A estação que nunca deve fechar.


O comboio deixou de apitar na Linha do Tua e em muitas outras linhas deste país. Já não há passageiros nas estações. Na Linha da Vida de qualquer leitor ou leitora, o comboio pára por vezes também. Uns dirão que a razão é a mesma, não há passageiros. Pelas mais variadas razões, uns porque partem rumo ao céu, dos que por cá ficam, uns rumam ao desconhecido, outros a lado nenhum. Outros mais conhecedores dos caminhos de ferro, poderão tentar sugerir outra razão. O descarrilamento do comboio da vida. Contudo, na Linha da Vida ao contrário das linhas abandonadas, há sempre uma estação que nunca fecha e tem um nome que nunca devemos esquecer.  Esperança em dias melhores.

Tal como as palavras também há sons que marcam. Deixo-vos aqui uma pequena história, que escrevi há uns anos, intitulada:

O som da noite…

As águas revoltas batiam furiosamente nas rochas. Os salpicos de espuma penteavam as ondas enraivecidas pela nortada. No meio daquele turbilhão imenso espreitavam espessos remoinhos de areia, cavalgando as ondas num galope louco, desvanecendo-se num último estertor à medida que engrossavam o lado sul da praia, tapando apressadamente as raras pedras negras que impávidas como estátuas, espreitavam os raios ténues raios do sol invernal.
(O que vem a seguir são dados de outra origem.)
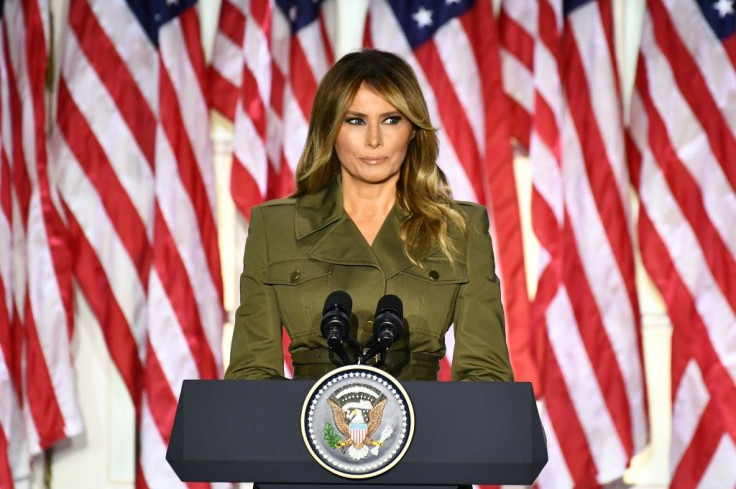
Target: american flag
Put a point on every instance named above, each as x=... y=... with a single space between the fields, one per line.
x=590 y=363
x=36 y=314
x=134 y=169
x=683 y=164
x=453 y=49
x=517 y=30
x=268 y=60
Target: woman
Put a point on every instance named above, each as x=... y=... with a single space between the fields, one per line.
x=372 y=215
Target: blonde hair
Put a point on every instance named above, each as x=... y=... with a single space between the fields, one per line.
x=423 y=194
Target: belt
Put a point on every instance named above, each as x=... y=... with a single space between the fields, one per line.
x=312 y=364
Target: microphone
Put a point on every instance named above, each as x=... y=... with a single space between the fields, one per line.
x=335 y=324
x=388 y=326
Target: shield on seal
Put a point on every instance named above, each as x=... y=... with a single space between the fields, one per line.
x=357 y=432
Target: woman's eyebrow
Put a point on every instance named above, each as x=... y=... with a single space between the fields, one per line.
x=360 y=114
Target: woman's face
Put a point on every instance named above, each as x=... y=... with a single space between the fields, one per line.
x=372 y=141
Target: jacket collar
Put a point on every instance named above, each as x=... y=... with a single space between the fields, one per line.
x=342 y=242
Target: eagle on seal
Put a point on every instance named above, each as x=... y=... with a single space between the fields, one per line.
x=358 y=433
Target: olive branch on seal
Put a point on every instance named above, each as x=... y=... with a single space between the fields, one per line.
x=331 y=437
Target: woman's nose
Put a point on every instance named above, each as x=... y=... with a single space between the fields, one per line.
x=373 y=137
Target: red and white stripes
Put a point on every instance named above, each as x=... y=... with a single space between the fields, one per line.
x=517 y=29
x=593 y=381
x=265 y=72
x=135 y=171
x=683 y=135
x=36 y=317
x=459 y=71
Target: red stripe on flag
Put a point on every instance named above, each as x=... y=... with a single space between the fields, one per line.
x=599 y=170
x=91 y=157
x=6 y=475
x=460 y=132
x=559 y=405
x=516 y=40
x=189 y=174
x=93 y=282
x=595 y=338
x=302 y=82
x=161 y=400
x=115 y=75
x=688 y=195
x=244 y=189
x=176 y=283
x=694 y=462
x=223 y=94
x=232 y=22
x=42 y=402
x=694 y=89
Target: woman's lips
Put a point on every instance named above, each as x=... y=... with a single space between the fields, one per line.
x=373 y=160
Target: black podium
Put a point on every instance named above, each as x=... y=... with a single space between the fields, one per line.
x=465 y=433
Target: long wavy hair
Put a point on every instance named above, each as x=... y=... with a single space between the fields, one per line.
x=423 y=194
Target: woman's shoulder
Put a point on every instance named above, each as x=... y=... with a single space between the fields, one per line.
x=473 y=212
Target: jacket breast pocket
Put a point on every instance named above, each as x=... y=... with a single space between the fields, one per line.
x=301 y=287
x=429 y=293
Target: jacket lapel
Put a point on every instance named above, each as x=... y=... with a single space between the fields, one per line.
x=341 y=242
x=388 y=247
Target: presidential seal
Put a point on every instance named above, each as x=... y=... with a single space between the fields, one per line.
x=357 y=421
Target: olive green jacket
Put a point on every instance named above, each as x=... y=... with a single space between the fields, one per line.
x=299 y=250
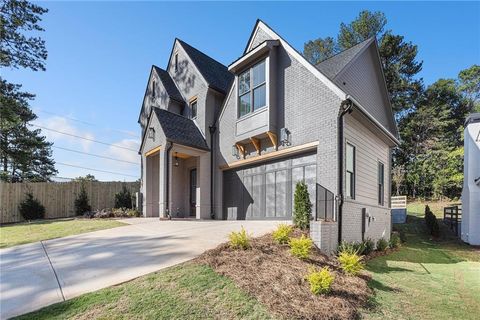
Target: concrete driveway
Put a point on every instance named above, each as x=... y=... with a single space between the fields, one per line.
x=38 y=274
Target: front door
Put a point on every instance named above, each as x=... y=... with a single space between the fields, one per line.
x=193 y=191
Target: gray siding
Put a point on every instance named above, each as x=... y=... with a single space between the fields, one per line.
x=369 y=150
x=363 y=80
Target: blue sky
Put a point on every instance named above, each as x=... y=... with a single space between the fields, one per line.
x=100 y=54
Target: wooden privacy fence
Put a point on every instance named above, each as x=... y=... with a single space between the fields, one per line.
x=58 y=197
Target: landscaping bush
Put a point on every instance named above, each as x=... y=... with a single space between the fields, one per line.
x=394 y=240
x=302 y=207
x=351 y=263
x=382 y=244
x=320 y=281
x=123 y=199
x=31 y=208
x=282 y=234
x=432 y=223
x=81 y=201
x=239 y=240
x=368 y=246
x=351 y=247
x=300 y=247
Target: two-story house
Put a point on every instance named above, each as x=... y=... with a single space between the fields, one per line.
x=232 y=142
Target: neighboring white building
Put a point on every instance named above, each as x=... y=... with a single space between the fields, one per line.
x=471 y=182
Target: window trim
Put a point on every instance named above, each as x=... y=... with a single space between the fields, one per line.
x=252 y=88
x=190 y=104
x=353 y=191
x=381 y=184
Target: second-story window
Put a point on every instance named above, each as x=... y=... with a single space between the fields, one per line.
x=193 y=107
x=252 y=89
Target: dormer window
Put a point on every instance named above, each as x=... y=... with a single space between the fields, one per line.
x=252 y=89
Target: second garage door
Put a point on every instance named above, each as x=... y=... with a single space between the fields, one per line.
x=265 y=191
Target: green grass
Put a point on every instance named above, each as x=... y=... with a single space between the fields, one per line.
x=187 y=291
x=426 y=279
x=417 y=207
x=21 y=233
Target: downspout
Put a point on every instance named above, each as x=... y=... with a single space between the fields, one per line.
x=167 y=178
x=345 y=107
x=212 y=129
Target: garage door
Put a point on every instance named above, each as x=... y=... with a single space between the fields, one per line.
x=266 y=191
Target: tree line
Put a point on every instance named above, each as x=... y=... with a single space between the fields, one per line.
x=429 y=161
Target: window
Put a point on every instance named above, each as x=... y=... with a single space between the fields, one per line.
x=381 y=184
x=193 y=107
x=252 y=89
x=350 y=171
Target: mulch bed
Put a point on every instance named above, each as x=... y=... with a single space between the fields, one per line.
x=277 y=279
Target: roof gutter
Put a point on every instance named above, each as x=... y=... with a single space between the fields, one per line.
x=345 y=107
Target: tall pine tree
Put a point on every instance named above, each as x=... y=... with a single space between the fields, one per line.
x=24 y=153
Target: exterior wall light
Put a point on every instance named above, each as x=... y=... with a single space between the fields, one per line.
x=285 y=137
x=235 y=151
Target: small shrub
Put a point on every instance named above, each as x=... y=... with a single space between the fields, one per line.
x=123 y=199
x=81 y=201
x=300 y=247
x=282 y=234
x=31 y=208
x=369 y=246
x=320 y=281
x=302 y=207
x=382 y=244
x=351 y=247
x=431 y=222
x=394 y=241
x=351 y=263
x=239 y=240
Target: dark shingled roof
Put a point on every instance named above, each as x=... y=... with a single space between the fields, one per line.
x=181 y=130
x=216 y=74
x=332 y=66
x=168 y=84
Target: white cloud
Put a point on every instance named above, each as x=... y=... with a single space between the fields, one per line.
x=61 y=124
x=123 y=154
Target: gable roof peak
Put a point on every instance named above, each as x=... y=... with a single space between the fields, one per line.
x=215 y=73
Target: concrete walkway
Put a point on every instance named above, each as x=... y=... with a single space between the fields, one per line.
x=38 y=274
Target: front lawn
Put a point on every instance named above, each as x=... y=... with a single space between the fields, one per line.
x=187 y=291
x=21 y=233
x=426 y=279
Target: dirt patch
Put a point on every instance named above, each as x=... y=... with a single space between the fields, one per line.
x=277 y=279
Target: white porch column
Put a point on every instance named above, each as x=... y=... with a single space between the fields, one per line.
x=203 y=207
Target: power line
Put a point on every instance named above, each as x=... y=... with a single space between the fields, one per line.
x=79 y=137
x=94 y=155
x=104 y=171
x=88 y=123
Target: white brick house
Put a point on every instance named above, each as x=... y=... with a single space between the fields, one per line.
x=231 y=142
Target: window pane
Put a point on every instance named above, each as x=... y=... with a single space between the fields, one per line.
x=348 y=185
x=258 y=74
x=244 y=107
x=194 y=110
x=259 y=97
x=350 y=158
x=244 y=82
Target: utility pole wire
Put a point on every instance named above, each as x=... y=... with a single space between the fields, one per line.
x=79 y=137
x=112 y=172
x=94 y=155
x=88 y=123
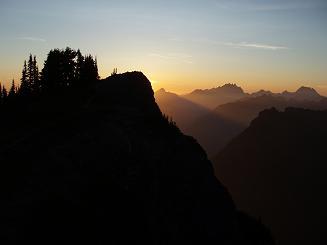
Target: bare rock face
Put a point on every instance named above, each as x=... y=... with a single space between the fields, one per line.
x=104 y=166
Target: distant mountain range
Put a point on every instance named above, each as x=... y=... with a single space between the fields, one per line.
x=234 y=110
x=102 y=165
x=211 y=98
x=276 y=169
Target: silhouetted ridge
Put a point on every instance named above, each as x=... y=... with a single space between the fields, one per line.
x=106 y=167
x=276 y=170
x=227 y=88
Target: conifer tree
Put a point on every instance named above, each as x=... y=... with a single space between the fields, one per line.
x=36 y=79
x=24 y=89
x=30 y=72
x=4 y=94
x=12 y=91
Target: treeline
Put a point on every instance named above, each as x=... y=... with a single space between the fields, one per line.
x=63 y=69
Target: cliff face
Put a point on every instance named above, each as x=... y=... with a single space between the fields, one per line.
x=276 y=170
x=105 y=167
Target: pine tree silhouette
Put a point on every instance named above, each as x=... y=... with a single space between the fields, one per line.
x=24 y=89
x=36 y=80
x=12 y=91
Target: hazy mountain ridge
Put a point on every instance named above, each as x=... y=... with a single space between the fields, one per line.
x=276 y=170
x=104 y=166
x=215 y=128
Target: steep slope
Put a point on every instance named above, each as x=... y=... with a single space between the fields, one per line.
x=103 y=166
x=214 y=130
x=276 y=170
x=211 y=98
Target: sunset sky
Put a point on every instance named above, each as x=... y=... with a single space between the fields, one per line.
x=179 y=44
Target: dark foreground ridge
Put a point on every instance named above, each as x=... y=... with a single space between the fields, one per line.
x=276 y=169
x=106 y=167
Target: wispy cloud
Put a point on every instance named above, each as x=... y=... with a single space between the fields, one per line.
x=255 y=46
x=250 y=45
x=173 y=56
x=32 y=39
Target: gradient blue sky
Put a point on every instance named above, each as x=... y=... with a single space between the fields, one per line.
x=180 y=44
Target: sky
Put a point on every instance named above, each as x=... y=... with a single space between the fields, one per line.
x=180 y=45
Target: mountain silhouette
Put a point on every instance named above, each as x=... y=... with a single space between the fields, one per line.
x=104 y=166
x=276 y=170
x=211 y=98
x=182 y=111
x=214 y=128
De súbito um grito de uma gaivota ressoou no ar. Uns metros à sua direita, uma gaivota  parecia fitá-lo bem dentro dos olhos. Os primeiros beijos da chuva deslizaram-lhe suavemente pela cara rude. Na tez, a pele seca, nas mãos, os nós dos dedos deformados pelas agruras do tempo e da vida. No olhar, a neblina da angústia. Há muito que o comboio da vida parara numa estação qualquer, sem nome, sem cor, sem luz. Vazia, estática, silenciosa. Há estações assim. Fantasmas. Habitadas apenas pelas sombras, as do passado e as do presente. Para o comboio voltar a partir, não basta o apito agudo da consciência, é preciso também alimentar a caldeira. Dar-lhe fogo, luz, talvez até repor o coração a crepitar, alimentando as brasas que sobram depois de uma paixão, com o sopro ténue de um sorriso singular, de uma mão que desvia o cabelo dos olhos, descobrindo novamente a luz da vida.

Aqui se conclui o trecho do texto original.